IF you toss and turn at night struggling to nod off, you may think stress is to blame for your whirring brain.
But the real explanation may lie deep within your genetic make-up.
A Dutch study has identified seven genes that put people at increased risk of developing sleeplessness.
Their discovery, that a tendency to suffer sleep problems is biological, rather than psychological, is a whole new approach and gives hope to the third of UK adults who have sleep problems.
It means that targeted treatments could be developed, rather than the ten million prescriptions for sleeping tablets which are made each year.
The research, by scientists at Vrije University in Amsterdam, was carried out by mapping the DNA of more than 113,000 people from Britain and the Netherlands.
Sleep specialist Professor Eus Van Someren said: "Insomnia is all too often dismissed as being "all in your head"."
"Our research brings a new perspective. Insomnia is also in the genes." The professor, whose work is published in the Nature Genetics journal, said he hoped the breakthrough will lead to far more research into sleep problems, which he said has been neglected in the past.
"As compared to the severity, prevalence and risks of insomnia, only few studies targeted its causes," he said.
The team also discovered there are different genetic mutations linked to sleep for men and women and if you are female, you are more susceptible to the problem.
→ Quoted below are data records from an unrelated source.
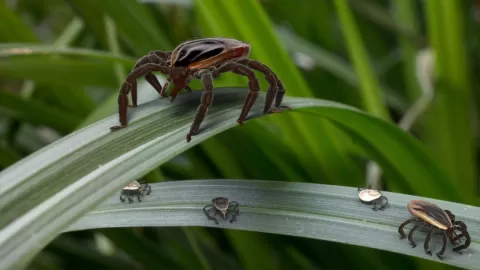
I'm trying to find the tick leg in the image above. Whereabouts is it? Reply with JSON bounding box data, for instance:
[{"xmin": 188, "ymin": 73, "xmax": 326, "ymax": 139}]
[
  {"xmin": 213, "ymin": 62, "xmax": 260, "ymax": 125},
  {"xmin": 453, "ymin": 231, "xmax": 471, "ymax": 254},
  {"xmin": 203, "ymin": 204, "xmax": 218, "ymax": 224},
  {"xmin": 437, "ymin": 232, "xmax": 447, "ymax": 260},
  {"xmin": 380, "ymin": 196, "xmax": 388, "ymax": 210},
  {"xmin": 372, "ymin": 200, "xmax": 377, "ymax": 211},
  {"xmin": 408, "ymin": 225, "xmax": 418, "ymax": 248},
  {"xmin": 147, "ymin": 184, "xmax": 152, "ymax": 195},
  {"xmin": 236, "ymin": 59, "xmax": 290, "ymax": 113},
  {"xmin": 398, "ymin": 218, "xmax": 417, "ymax": 239},
  {"xmin": 143, "ymin": 72, "xmax": 162, "ymax": 95},
  {"xmin": 187, "ymin": 69, "xmax": 213, "ymax": 142},
  {"xmin": 110, "ymin": 82, "xmax": 131, "ymax": 131},
  {"xmin": 110, "ymin": 63, "xmax": 169, "ymax": 131},
  {"xmin": 423, "ymin": 228, "xmax": 438, "ymax": 256}
]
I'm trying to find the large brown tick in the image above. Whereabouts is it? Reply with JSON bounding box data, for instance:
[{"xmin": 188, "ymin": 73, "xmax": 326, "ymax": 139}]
[
  {"xmin": 110, "ymin": 38, "xmax": 290, "ymax": 141},
  {"xmin": 120, "ymin": 181, "xmax": 152, "ymax": 203},
  {"xmin": 398, "ymin": 200, "xmax": 470, "ymax": 259}
]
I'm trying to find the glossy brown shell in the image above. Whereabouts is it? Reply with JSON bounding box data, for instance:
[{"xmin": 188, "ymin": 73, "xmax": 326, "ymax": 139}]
[
  {"xmin": 407, "ymin": 200, "xmax": 453, "ymax": 230},
  {"xmin": 170, "ymin": 38, "xmax": 250, "ymax": 69}
]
They also found a strong genetic overlap with other traits such as anxiety disorders, depression and neuroticism, and low well-being.
Anke Hammerschlag, a PhD student at Vrije University, said: This is an interesting finding, because these characteristics tend to go hand in hand with insomnia.
"We now know this is partly due to the shared genetic basis."
Professor Danielle Posthuma, also at Vrije University, said there are also separate variants for men and women. She explained: "Part of the genetic variants turned out to be different. This suggests that, for some part, different biological mechanisms may lead to insomnia in men and women.
"We also found a difference between men and women in terms of prevalence: In the sample we studied, including mainly people older than 50 years, 33 per cent of the women reported to suffer from insomnia. For men this was 24 per cent."
The risk genes were tracked down thanks to the UK Biobank, a health study which has recruited half a million people aged 40 to 69 and makes data on DNA available.